Lorsque je travaille, je suis la piste d’instincts et d’intuitions, plutôt que d’une thématique clairement et préalablement définie ou d’un message à livrer. Au départ du processus, je souhaitais produire la tension entre images légères et un sous-texte extrêmement sombre. J’étais habitée par l’idée que l’harmonie, ou l’apparence d’harmonie, nécessitent un sacrifice; un prix à payer parfois élevé. Ainsi, cette idée nous a servi à produire les matériaux de la pièce, mais elle s’est peu à peu décollée du processus et n’est plus au cœur de mes préoccupations actuelles. Par contre, le besoin de générer de l’ambiguïté dans l’œuvre continue d’être au centre de ma démarche. Des images parfois dichotomiques s’entrechoquent et produisent cet effet.

Il semble que ODE s’attaque ainsi aux faux-semblants de notre société.

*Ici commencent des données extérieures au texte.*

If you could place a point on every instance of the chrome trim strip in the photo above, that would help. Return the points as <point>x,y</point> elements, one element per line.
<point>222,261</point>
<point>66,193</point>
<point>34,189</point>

Et si on dansait justement pour oublier ou camoufler tout ce qui va ou paraît aller mal ?

Les interprètes de la pièce oscillent entre sincérité et action mécanique, mais ceci est l’effet de procédés chorégraphiques plutôt que d’une tentative de faire le procès de quoi que ce soit. La danse, quant à elle, est pour moi un acte de vie, un appel d’air. Du point de vue du réel, je la pratique pour me retrouver moi-même, trouver ou générer du sens, plutôt que pour oublier ou camoufler. Du point de vue de la fiction, cela dépend de l’intention ou de l’écriture. Elle peut autant servir à révéler qu’à camoufler.

Difficile de ne pas parler alors du financement des arts, la danse manque notamment de fonds pour les tournées. Comme artiste, êtes-vous inquiète pour la suite des choses ?

J’ai toujours été inquiète pour la suite des choses. Je ne me souviens pas d’avoir connu un milieu qui ne soit pas précaire. Pratiquer son art dans des conditions décentes était déjà une lutte de tous les instants. Dans l’état actuel du financement des arts, l’insécurité, voire l’anxiété, déjà fortement présentes dans le milieu, s’exacerbent et les conditions de vie et de pratique se dégradent. Oui, je suis encore plus inquiète qu’avant. On recule.